Leprechaun 3


There are times in life when you make a joke and the only way to make yourself seem funny is to keep adding to the joke and turn it into an elaborate story where in the end you are basically making fun of yourself in order to make it funny.  Okay...if you understand that run-on sentence gibberish, that’s basically what the Leprechaun series is.  The first one was bad, yet it was supposed to be funny.  The second one was basically taking the premise of the first, adding to it, and making it seem dumber and funnier.  And it keeps going.

Leprechaun 3 brings Warwick Davis to Las Vegas and has him wanting his gold again.  Gone is the whole bride shenanigans.  No more need for that crap when you can have bad stage magicians, gambling, and a man turning into a leprechaun.  Yes.  A man begins to turn into a leprechaun, bad rhymes and all.

There’s not much to say.  This movie basically continues the insanity that was established in the second film.  The editing, directing, and acting are all passable.  The jokes land much more than the first movie, and the Leprechaun seems a little bit terrifying.

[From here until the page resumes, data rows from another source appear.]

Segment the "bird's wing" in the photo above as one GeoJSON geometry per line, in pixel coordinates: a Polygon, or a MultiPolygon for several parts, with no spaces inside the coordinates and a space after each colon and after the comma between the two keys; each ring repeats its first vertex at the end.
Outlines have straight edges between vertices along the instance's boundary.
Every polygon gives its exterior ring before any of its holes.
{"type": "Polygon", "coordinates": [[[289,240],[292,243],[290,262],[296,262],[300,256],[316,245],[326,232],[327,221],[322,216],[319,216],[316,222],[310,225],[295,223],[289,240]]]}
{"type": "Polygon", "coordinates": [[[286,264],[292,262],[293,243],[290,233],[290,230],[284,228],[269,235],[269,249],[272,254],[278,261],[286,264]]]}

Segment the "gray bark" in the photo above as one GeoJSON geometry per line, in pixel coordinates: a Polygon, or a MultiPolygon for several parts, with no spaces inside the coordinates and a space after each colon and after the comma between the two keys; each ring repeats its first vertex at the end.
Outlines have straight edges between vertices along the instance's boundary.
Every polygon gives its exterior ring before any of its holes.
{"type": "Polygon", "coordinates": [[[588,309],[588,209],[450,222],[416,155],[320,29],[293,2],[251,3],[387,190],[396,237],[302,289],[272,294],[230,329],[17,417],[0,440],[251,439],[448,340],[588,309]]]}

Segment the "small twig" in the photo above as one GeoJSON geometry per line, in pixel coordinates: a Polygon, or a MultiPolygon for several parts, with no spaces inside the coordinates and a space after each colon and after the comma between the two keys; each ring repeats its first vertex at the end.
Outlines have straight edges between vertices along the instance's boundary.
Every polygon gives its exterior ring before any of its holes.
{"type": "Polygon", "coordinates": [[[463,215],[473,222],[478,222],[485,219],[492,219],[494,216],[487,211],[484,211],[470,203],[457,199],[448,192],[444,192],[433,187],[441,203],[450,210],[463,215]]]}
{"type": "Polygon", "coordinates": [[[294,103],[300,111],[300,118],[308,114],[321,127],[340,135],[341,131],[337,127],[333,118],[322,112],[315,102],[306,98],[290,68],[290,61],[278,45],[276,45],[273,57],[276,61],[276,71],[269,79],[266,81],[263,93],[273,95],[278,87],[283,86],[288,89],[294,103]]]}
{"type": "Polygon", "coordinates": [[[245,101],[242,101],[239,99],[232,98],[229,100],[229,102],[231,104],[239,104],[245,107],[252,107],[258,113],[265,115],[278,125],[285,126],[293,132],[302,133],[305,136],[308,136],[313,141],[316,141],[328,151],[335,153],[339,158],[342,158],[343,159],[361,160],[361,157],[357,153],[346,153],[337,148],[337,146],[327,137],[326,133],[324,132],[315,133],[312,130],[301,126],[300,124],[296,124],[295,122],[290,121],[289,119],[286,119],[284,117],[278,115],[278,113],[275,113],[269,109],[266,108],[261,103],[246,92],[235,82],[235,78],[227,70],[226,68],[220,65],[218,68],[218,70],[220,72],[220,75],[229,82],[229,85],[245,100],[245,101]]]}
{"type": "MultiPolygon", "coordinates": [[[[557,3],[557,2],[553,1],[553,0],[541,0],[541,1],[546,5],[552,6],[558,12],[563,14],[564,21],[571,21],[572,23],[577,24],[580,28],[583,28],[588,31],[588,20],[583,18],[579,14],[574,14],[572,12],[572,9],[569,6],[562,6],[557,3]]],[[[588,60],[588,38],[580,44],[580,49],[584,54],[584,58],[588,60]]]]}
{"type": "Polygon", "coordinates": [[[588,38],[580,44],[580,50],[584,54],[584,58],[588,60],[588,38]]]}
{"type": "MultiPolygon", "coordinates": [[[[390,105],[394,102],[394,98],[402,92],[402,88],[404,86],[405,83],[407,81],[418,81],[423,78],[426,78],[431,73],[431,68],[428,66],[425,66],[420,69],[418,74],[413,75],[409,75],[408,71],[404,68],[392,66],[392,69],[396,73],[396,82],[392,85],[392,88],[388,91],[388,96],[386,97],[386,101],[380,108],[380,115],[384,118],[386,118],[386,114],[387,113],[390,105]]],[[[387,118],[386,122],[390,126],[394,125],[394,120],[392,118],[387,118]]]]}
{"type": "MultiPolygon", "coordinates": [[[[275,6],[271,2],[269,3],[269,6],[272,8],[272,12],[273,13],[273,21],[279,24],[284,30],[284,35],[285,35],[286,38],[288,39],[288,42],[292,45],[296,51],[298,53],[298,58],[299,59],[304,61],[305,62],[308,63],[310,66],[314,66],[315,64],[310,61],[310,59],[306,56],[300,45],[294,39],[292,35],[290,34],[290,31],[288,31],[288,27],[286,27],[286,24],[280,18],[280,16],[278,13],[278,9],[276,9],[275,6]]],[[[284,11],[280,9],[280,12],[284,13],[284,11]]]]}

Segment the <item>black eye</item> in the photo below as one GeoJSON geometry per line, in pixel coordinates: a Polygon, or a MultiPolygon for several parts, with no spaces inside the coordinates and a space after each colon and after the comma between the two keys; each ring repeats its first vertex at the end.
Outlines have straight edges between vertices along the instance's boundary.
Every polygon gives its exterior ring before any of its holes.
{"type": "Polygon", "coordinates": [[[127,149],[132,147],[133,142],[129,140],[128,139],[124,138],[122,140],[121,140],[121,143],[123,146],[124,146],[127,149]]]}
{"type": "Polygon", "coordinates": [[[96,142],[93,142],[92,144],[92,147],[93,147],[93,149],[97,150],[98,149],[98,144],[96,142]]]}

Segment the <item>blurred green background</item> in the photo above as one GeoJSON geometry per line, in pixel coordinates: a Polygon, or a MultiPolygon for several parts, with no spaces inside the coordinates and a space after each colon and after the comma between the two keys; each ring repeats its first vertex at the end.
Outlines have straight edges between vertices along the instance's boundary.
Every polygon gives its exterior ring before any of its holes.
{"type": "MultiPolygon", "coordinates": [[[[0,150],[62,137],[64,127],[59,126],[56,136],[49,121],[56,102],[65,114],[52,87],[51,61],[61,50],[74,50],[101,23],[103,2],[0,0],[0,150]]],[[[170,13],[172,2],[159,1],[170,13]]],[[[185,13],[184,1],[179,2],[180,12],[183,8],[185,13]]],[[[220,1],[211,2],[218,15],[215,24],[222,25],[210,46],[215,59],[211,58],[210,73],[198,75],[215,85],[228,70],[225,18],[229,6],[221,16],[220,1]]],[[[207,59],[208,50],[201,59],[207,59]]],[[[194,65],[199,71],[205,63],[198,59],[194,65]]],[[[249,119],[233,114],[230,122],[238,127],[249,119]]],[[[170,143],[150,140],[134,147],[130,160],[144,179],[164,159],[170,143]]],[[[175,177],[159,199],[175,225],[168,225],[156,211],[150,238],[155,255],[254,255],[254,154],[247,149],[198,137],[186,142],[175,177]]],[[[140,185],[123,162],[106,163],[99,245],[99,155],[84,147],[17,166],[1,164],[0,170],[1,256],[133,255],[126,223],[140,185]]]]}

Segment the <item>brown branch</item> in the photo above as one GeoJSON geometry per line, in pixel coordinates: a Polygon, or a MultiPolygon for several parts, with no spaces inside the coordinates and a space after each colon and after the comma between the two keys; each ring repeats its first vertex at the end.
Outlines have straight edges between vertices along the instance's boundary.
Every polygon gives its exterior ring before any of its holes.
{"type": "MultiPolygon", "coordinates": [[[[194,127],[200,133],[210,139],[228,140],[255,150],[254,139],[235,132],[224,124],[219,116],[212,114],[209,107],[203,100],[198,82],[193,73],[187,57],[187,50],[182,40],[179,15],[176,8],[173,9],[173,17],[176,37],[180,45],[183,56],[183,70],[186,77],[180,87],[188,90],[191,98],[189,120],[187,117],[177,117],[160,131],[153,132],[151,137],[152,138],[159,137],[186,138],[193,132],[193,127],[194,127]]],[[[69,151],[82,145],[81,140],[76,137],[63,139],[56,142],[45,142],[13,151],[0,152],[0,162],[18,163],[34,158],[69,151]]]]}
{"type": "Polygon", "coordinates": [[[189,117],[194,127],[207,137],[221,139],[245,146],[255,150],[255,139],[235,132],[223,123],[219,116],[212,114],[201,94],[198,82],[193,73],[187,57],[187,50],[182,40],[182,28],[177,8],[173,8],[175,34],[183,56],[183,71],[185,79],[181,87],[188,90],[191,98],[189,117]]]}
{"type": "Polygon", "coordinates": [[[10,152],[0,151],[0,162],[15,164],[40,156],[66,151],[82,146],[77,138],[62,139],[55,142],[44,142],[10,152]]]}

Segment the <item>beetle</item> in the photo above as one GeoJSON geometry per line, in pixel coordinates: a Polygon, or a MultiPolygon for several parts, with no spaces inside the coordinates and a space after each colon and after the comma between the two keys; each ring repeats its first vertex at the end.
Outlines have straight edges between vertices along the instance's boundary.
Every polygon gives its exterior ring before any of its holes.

I am getting a little bit sick of the rhyming though.  All the leprechaun poems sound so dumb.  There was one that was a decent penis joke.  That’s about all the good that came out of them.  Apparently it’s not just the title leprechaun that does it either.  When you begin turning into a leprechaun, you begin to unconsciously spurt out these poetic verses.  It makes you sound like an idiot.  My opinion.  You might not be an idiot, but I would think you one.

You know what?  What’s the point in trying to say more about it?  It’s not one of the “greats” in the Leprechaun series.  It’s just there.  It entertained me and gives me hope for the “greatness” of the next three instalments.  Here I come, Leprechaun in Space!